A ce moment-là, tout s’éclaire pour moi ! Cette petite dame qui vit encore ici, c’est elle, c’est D. Sans très bien savoir pourquoi, car à l’époque je ne lis rien sur ces sujets, je les fuis même comme la peste car j’ai très peur de tout cela, mais y suis tout le temps confronté où que j’aille… Spontanément, et sans être capable d’expliquer à M. ou à A. pourquoi je dis cela, je m’exclame : « Il faut l’aider ! Elle ne doit pas savoir qu’elle est morte, il faut qu’elle s’en aille ! » M., très terre à terre, me regarde et me dit « mais elle est ici chez elle, elle ne me dérange pas ! ». Après plusieurs jours de discussions, j’arrive à convaincre M. qu’il faut aider D. à partir, à prendre son envol vers sa nouvelle vie. Elle me dit ok.

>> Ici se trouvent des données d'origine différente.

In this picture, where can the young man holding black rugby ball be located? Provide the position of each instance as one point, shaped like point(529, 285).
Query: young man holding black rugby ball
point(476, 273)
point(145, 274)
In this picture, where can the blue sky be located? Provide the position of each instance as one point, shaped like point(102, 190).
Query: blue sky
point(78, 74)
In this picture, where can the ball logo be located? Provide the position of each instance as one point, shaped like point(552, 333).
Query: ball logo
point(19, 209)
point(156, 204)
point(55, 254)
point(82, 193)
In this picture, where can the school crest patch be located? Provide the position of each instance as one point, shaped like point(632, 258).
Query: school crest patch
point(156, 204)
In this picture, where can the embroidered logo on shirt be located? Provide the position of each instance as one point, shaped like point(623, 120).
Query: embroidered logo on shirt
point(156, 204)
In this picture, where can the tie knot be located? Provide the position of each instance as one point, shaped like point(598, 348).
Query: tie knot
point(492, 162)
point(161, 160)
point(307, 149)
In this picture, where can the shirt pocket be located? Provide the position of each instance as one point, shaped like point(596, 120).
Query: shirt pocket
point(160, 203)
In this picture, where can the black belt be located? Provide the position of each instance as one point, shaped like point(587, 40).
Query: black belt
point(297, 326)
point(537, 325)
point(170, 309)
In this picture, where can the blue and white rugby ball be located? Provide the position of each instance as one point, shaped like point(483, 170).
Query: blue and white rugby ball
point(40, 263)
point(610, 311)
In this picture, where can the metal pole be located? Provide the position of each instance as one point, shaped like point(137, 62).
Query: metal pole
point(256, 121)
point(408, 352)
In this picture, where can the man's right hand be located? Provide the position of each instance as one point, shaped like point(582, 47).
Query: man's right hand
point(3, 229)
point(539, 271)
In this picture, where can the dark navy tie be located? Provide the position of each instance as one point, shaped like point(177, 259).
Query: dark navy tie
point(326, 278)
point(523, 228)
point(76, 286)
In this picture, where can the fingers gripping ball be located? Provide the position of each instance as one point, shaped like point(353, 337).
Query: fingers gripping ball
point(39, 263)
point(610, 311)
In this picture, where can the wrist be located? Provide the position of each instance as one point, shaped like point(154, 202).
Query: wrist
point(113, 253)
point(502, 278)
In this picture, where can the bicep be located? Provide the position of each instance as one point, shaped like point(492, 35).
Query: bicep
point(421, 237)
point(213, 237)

Un matin, alors qu’elle se rend à son travail au palais de justice, je reste seul dans la maison avec pour seul compagnie un cocker américain aussi peureux que moi… Je m’installe dans le grand salon, avec la boule au ventre et une sensation d’oppression incroyable, et sans avoir aucune idée de ce que je fais, je me mets à faire des choses comme un robot automate : j’allume une bougie, je mets de l’encens, je tire les rideaux pour installer une certaine pénombre. Au fur et à mesure que je faisais tout ça, de manière quasi-automatique, je me disais : « Mon pauvre Yannick, t’es complètement taré. A quoi ça sert tout ce fatras mystique ? Tu vas faire quoi ? Tu veux pas une cloche ou une robe de cérémonie tant qu’on y est ? Arrête de faire ça et va au taf ! Ce sera plus utile ! » Mais rien n’y faisait, je continuais, comme si une partie de moi sur laquelle je n’avais aucun contrôle savait exactement ce qu’elle faisait, et ce qu’il fallait faire en pareille situation.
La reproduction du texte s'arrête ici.